Vogliamo chiamare le cose con il loro nome? O vogliamo nasconderci dietro entità misteriose?
Non esistono delitti passionali o amori malati: esistono persone malate, persone assassine, persone imbecilli, persone violente. L’amore, la coppia (corna escluse, proprio perchè usiamo la parola Amore e Coppia) non esistono in natura: sono l’incontro di due individui. Quindi un rapporto violento non esiste: esiste un marito violento che picchia la moglie (meno raro, ma pur sempre esistente, anche il viceversa). Non esiste un amore malato: esiste un bastardo che ti uccide perchè lo hai mollato dopo che ti ha picchiato. Ma ti picchiava perchè ti amava troppo. E quindi dopo averti picchiata ed essere stato lasciato, siccome ti ama, ma ti ama veramente, e ama anche tutto quello che avete costruito insieme (per questo lo prendeva a calci, pugni, schiaffi) un pomeriggio alle tre e mezza arriva, vi apre la portiera dell’auto e vi spara.
Cari uomini, questo grande AMORE sfogatelo sui vostri tanto amati palloni da calcio.
E le strade maledette? Non esistono strade maledette: esistono persone maledette che ai 150 Km orari si vanno a schiantare, a 20 anni, contro un albero.
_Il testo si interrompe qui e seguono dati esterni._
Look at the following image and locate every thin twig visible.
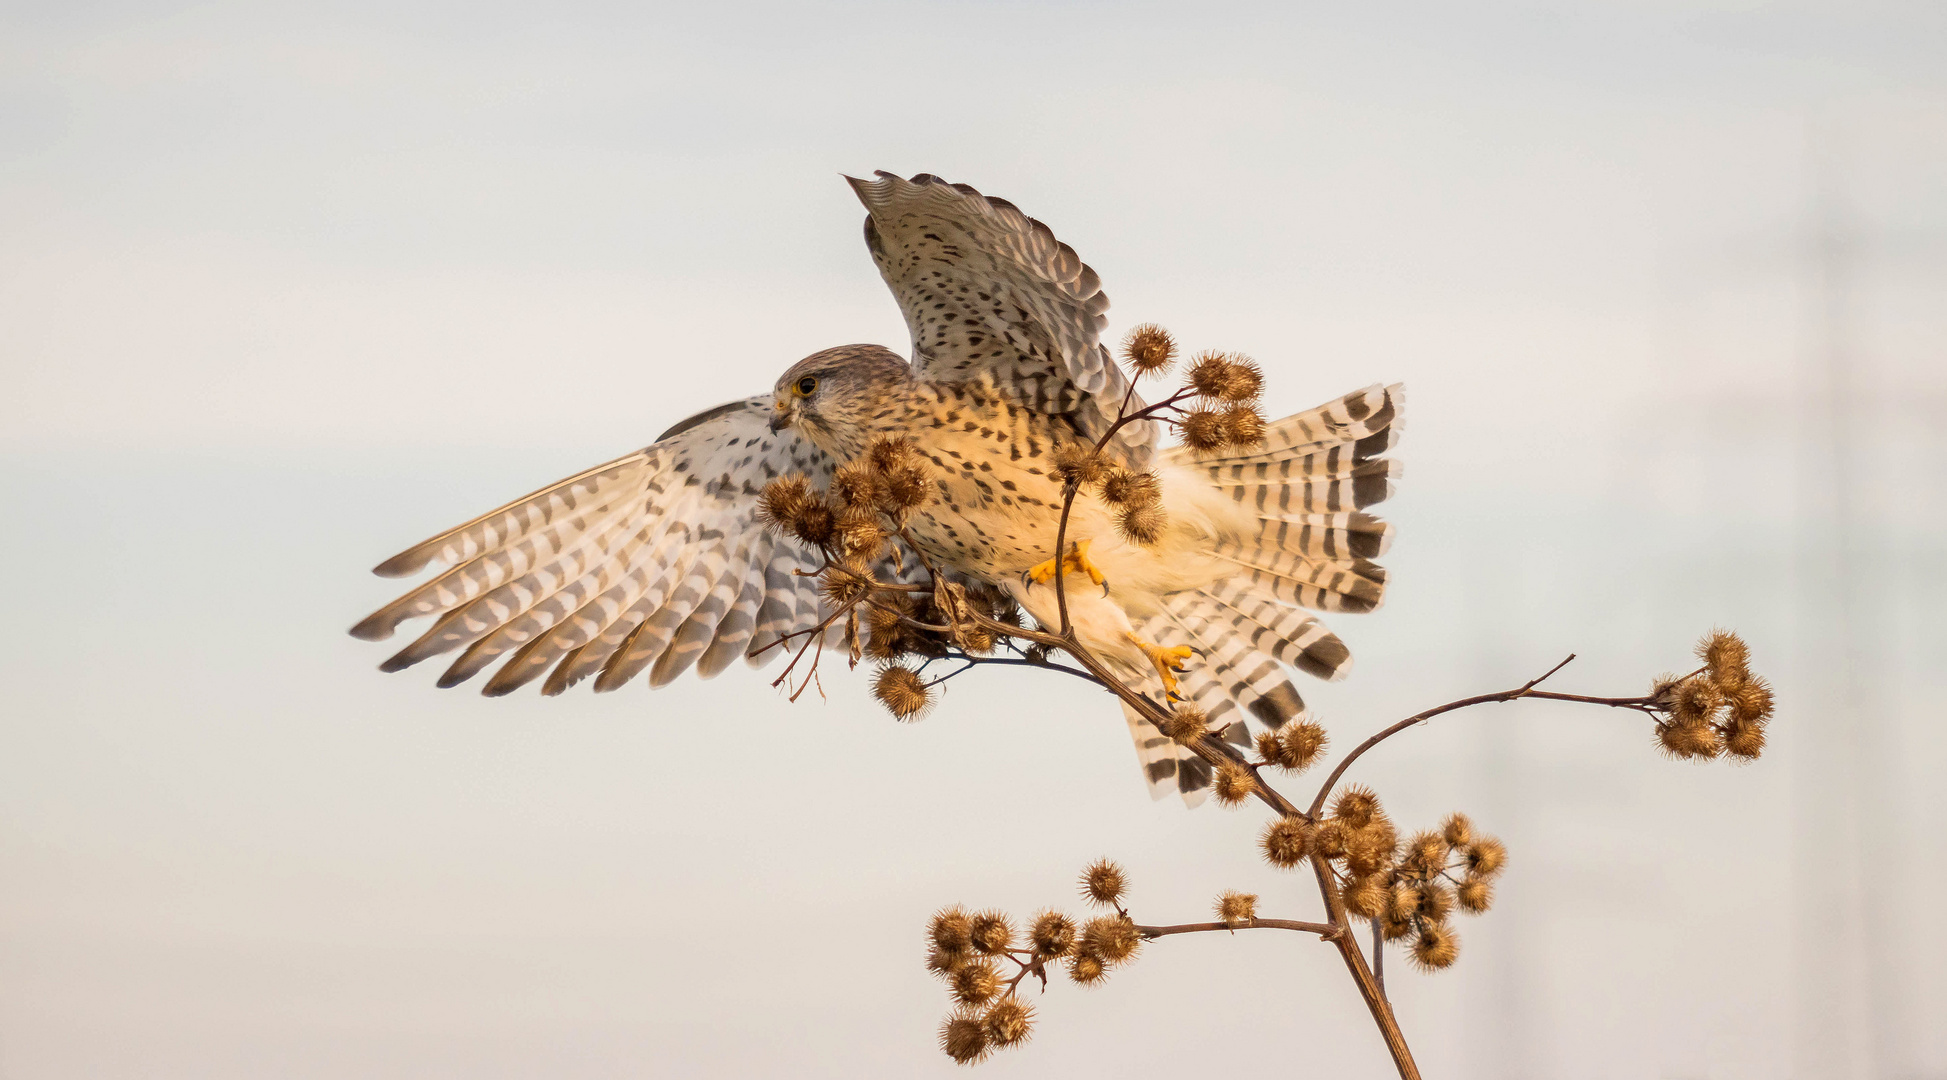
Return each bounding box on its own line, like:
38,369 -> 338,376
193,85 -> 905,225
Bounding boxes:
1135,918 -> 1338,940
1306,654 -> 1579,819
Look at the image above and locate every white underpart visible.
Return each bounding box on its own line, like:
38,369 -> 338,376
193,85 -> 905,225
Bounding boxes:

Esistono schifosi ubriachi che si mettono alla guida e che travolgono intere famiglie sulle strisce pedonali, col verde, in pieno giorno.
Le bomba, se nessuno le fabbricasse e le gettasse dal cielo come riso in Chiesa, tranquilli, non ammazzerebbero intere popolazioni.
Se tu gliele vendi queste armi, e loro le usano contro il loro popolo, e poi gli vai a fare la guerra con quelle stesse armi, sei solo il capostipite di questa scia rossa.
Il maledetto siamo noi. E lo so che fa male pensarlo, ma cerchiamo di non creare entità astratte a cui attribuire aggettivi che non ci piacciono, solo per allontanare il MALE dal nostro maniacale prato inglese.
Quelle assurde entità astratte sono PERSONE, anche se a volte è vergognoso definirle tali.